Melbourne, Apr 7 (UNI) Archaeologists have unearthed 35,000-year-old cutting tools used by Aborigines in Australia.
The tools found in Pilbara mine site in Western Australia are among the oldest so far discovered in the country. Archaeologists believe the dig could yield material up to 40,000 years old, comparable with the internationally famous Lake Mungo Man discovery in New South Wales. The discovery shows that Aborigines lived in the area for more than 1000 generations.
''The oldest-dated stone artefacts are a core and associated flakes that have a radiocarbon age estimate of 35,000 years,'' said Dr Draper, Managing Director of Australian Cultural Heritage Management Ltd.
''There are at least 12 stone artefacts buried up to 10 centimetres below the 35,000 year date, inferring the site is much older. We do not know the age of the earliest artefacts, but based on the rock shelter stratigraphy, it is likely around 40,000 years.'' Traces of organic material on the tools could provide evidence of prehistoric food supplies and climate change when further testing is complete. The reason why these findings are significant is because they demonstrate the way early Aboriginal people manufactured stone artefacts, the Age reported.

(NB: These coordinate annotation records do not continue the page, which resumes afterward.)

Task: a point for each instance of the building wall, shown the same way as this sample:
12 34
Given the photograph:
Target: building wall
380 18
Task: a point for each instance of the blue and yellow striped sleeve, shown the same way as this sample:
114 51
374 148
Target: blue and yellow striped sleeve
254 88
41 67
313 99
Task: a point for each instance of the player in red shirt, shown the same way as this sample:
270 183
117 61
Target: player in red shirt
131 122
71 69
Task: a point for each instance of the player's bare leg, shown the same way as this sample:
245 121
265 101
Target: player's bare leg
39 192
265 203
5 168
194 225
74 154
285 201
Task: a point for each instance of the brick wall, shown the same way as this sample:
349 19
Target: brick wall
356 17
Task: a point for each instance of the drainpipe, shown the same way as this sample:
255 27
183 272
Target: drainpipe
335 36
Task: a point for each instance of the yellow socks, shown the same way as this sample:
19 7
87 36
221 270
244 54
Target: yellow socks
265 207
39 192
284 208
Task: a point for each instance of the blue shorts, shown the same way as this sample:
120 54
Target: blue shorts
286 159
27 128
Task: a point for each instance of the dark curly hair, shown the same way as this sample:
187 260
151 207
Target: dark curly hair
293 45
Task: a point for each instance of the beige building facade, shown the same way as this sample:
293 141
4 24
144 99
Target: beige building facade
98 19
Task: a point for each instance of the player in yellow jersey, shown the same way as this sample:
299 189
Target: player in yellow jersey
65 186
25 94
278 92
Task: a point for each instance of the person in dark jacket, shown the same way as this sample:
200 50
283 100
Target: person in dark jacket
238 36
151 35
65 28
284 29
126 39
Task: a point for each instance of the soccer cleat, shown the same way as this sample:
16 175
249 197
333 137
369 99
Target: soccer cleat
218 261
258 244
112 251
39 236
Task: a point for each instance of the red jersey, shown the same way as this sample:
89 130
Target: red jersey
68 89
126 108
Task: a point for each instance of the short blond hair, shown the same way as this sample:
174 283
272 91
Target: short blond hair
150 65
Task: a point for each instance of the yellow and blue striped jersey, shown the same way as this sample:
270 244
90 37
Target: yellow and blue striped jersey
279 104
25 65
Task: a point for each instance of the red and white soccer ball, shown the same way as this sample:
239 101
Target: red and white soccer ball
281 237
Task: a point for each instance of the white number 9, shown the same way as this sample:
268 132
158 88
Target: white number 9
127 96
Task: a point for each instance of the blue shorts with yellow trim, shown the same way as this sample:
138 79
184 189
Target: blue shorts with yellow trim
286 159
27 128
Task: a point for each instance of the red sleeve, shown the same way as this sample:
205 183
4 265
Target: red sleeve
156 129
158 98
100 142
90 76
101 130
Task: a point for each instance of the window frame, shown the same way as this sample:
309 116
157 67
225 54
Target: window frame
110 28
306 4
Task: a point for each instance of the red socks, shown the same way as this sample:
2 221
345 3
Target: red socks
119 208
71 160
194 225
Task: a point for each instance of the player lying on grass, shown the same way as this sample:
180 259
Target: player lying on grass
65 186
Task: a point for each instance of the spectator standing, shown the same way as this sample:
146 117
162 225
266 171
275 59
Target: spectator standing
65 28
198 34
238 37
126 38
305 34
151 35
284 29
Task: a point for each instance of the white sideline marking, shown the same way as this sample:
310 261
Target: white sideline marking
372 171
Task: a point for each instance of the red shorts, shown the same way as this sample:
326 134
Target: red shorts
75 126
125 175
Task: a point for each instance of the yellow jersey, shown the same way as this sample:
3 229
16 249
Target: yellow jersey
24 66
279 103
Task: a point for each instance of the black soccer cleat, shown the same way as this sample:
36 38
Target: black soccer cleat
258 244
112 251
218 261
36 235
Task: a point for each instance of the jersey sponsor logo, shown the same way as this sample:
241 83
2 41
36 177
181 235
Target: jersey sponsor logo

Recent government statistics counted approximately 400,000 aboriginal people, or about 2 per cent of Australia's total population.
Australian Aborigines migrated from somewhere in Asia at least 30,000 years ago. Though they comprise 500-600 distinct groups, aboriginal people possess some unifying links. Among these are strong spiritual beliefs that tie them to the land; a tribal culture of storytelling and art; and, like other indigenous populations, a difficult colonial history.